You might be wondering, “why does he keep referring to parallel for-loops?” In most numerical algorithms used in scientific computing, for-loops comprise the most compute intensive segments of the code. It is often the case that larger datasets, as well as more finely grained meshes, both result in a larger number of loop iterations. E.g., in Monte Carlo algorithms, more iterations result in better convergence. Similarly, in Finite Element based codes, the more fine grained the mesh, the better the results, and the larger the number of iterations required. As the number of iterations increase with problem size, more parallelism is generated. Therefore, more parallel compute resources can be utilized for larger problems.
Nevertheless, a for-loop is not the only place in a serial program where one can find parallelism. Many simulations consist of multiple different algorithms that can execute independently of each other. In a simulation which consists of two such independently executable segments, one might consider executing them on two separate processing units.

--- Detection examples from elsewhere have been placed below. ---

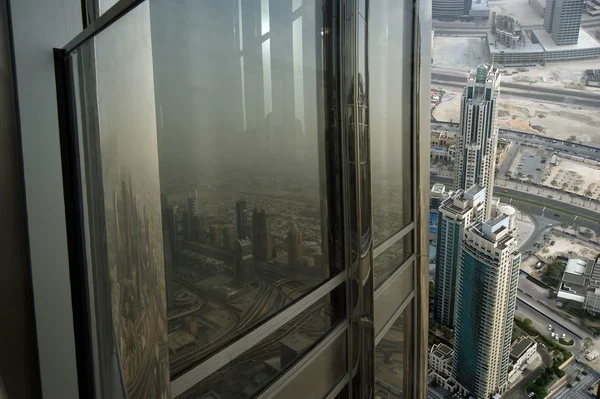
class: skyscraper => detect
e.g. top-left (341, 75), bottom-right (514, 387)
top-left (234, 238), bottom-right (256, 288)
top-left (454, 65), bottom-right (500, 219)
top-left (185, 190), bottom-right (198, 240)
top-left (288, 223), bottom-right (303, 268)
top-left (432, 0), bottom-right (472, 18)
top-left (235, 200), bottom-right (248, 240)
top-left (162, 200), bottom-right (177, 307)
top-left (252, 208), bottom-right (273, 261)
top-left (452, 215), bottom-right (521, 398)
top-left (435, 184), bottom-right (486, 328)
top-left (544, 0), bottom-right (584, 46)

The problem with such a parallelization strategy is that the amount of parallelism in this case is constant, i.e., no matter how large the dataset, or how fine grained the mesh, the number of processes will always be two. This is a severe limitation, and is therefore not considered a good strategy.
We’ll stop here today, and continue next time with a more formal treatment of the concept of dependence. We will also look into memory hierarchies in modern architectures, and the role ‘locality’ plays in performance optimization. Finally, we’ll see how dependence theory is not only used to find parallelism, but is also used to optimize for locality.
Note: The mathematical concepts we will use in the subsequent posts are from the fields of Linear Algebra and Integer Linear Programming. We will also use the concepts of Partial Ordering and Total Ordering. My intention is to provide a simplified introduction to these concepts in the corresponding posts.